2018: Regional Chair Ken Seiling talks LRT, opioids and affordable housing
More road work to come in 2018 plus a municipal election in October
This will be a big year as Waterloo region grows in population and the LRT gets up and running. But there are ongoing problems plaguing the community that local politicians will need to focus on, Regional Chair Ken Seiling says.
In an interview to kick off the new year, Seiling joined CBC K-W's The Morning Edition host Craig Norris to talk about the top issues he expects will affect the region in 2018.
Seiling's top three:
- The LRT.
- The opioid and fentanyl crisis.
- Affordable housing.
"We should be up and running in late spring of this year, that's our target," Seiling said of light rail transit in the region, and he said Bombardier assures officials they will deliver the rest of the vehicle fleet on time.
Along with that, planning work will begin on the massive transit hub facility planed for downtown Kitchener at Victoria Ave. and King Street.
Hear the whole interview with Regional Chair Ken Seiling:
'Wish we had the magic solution'
When it comes to the opioid crisis — and the dangers of fentanyl — Seiling said there is the need for the region to establish some interim steps to dealing with it.
There's a wide range of opinions on the matter and, he said, that makes it hard to come up with a quick and easy solution.
"I wish we had the magic solution. It's a crisis for all communities right across North America — nobody seems to have the correct answer," he said.
The issue of affordable housing is also high on the region's radar, Seiling said.
The Region will be watching the federal government with interest to learn more about the upcoming national housing policy.
"Affordable housing continues to be an ongoing issue, no matter what we build. We've been one of the more successful communities in Ontario in getting some affordable housing on the ground, [but] our waiting lists don't shrink," Seiling observed.
There are always about 3,000 families on the waiting list in Waterloo region.
"We want to see what kind of funding the federal government is going to put forward through this policy that hopefully will allow us to increase the amount of affordable housing we can create," he said.
The region hopes some of that affordable housing will include spots along the LRT transit corridor. Seiling said they want to see a mix of developments along the rail route and also potentially in the transit hub, which will see a mix of homes, offices and retail space for shops and restaurants.
"I think there are opportunities," he said.
Road work ahead
It will also be a year of construction in the region — in particular road work. The Highway 7 bridge on Victoria Street will be coming down this year as part of a provincial project.
As well, Weber Street from Frederick Street heading east will be rebuilt this year; work will wrap up in the Shantz Hill area of Cambridge; and a roundabout will be going in at Franklin Boulevard in Cambridge.
Old courthouse: unified first response?
As well, the region will begin to look a the old provincial courthouse on Frederick Street in Kitchener to plan how to convert it into a new detachment for police.
"It's a very large building, but it's always an opportunity to keep the detachment downtown Kitchener, but also we're working toward creating a unified emergency dispatch system for the entire region and that's currently housed at the headquarters down on Sportsworld Drive," he said.
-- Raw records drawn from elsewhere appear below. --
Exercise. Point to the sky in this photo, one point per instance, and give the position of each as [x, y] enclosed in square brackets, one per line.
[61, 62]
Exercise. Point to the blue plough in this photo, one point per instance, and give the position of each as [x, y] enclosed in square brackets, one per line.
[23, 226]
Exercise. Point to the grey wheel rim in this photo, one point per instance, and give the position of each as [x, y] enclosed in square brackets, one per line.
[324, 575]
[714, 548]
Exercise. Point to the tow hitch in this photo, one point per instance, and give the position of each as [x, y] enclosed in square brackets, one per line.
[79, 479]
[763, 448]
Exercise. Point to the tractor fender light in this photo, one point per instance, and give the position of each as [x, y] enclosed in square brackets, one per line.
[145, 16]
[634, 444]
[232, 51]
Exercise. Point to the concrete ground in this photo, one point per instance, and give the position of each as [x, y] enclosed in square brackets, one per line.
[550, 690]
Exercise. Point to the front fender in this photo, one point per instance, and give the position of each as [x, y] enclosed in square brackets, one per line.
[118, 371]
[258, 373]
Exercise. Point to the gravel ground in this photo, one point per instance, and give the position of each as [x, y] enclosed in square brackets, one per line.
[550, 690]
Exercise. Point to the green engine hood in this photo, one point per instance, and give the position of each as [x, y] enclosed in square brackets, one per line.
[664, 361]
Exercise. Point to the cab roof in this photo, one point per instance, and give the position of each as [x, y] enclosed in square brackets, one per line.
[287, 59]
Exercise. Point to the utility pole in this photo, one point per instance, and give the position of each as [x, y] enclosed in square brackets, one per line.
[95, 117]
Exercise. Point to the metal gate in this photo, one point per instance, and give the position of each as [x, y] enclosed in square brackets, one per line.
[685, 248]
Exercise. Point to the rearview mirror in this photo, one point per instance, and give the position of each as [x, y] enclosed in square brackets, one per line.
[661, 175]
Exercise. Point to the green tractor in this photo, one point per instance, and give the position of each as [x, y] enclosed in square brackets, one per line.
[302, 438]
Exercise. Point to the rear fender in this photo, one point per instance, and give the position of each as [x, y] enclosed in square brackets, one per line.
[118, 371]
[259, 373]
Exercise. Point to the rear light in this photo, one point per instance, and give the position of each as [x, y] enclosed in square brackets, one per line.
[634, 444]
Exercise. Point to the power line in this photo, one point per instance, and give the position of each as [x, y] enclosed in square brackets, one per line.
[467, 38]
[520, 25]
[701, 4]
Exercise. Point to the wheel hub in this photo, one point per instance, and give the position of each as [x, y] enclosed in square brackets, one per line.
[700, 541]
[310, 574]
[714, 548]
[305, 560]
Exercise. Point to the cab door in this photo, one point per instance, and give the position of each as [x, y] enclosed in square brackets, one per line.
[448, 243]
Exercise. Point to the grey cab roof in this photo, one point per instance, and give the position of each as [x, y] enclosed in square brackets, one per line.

Police and fire are on board for the new dispatch system and Seiling said he hopes they can get ambulances there as well.
The other big issue on the minds of politicians and voters in the cities and townships in the region is the municipal election on Oct. 22.
The campaigns can't begin until May 1, which is the first day people can file nomination papers. Those wanting to run have until July 27 to file paperwork.
When asked which way he was leaning when it comes to running for regional chair again — a position he has held since 1985 — Seiling sidestepped the question and said there is currently too much to focus on in the region to worry about the election just yet.
"I'm leaning to not telling anybody until later in the spring," he said.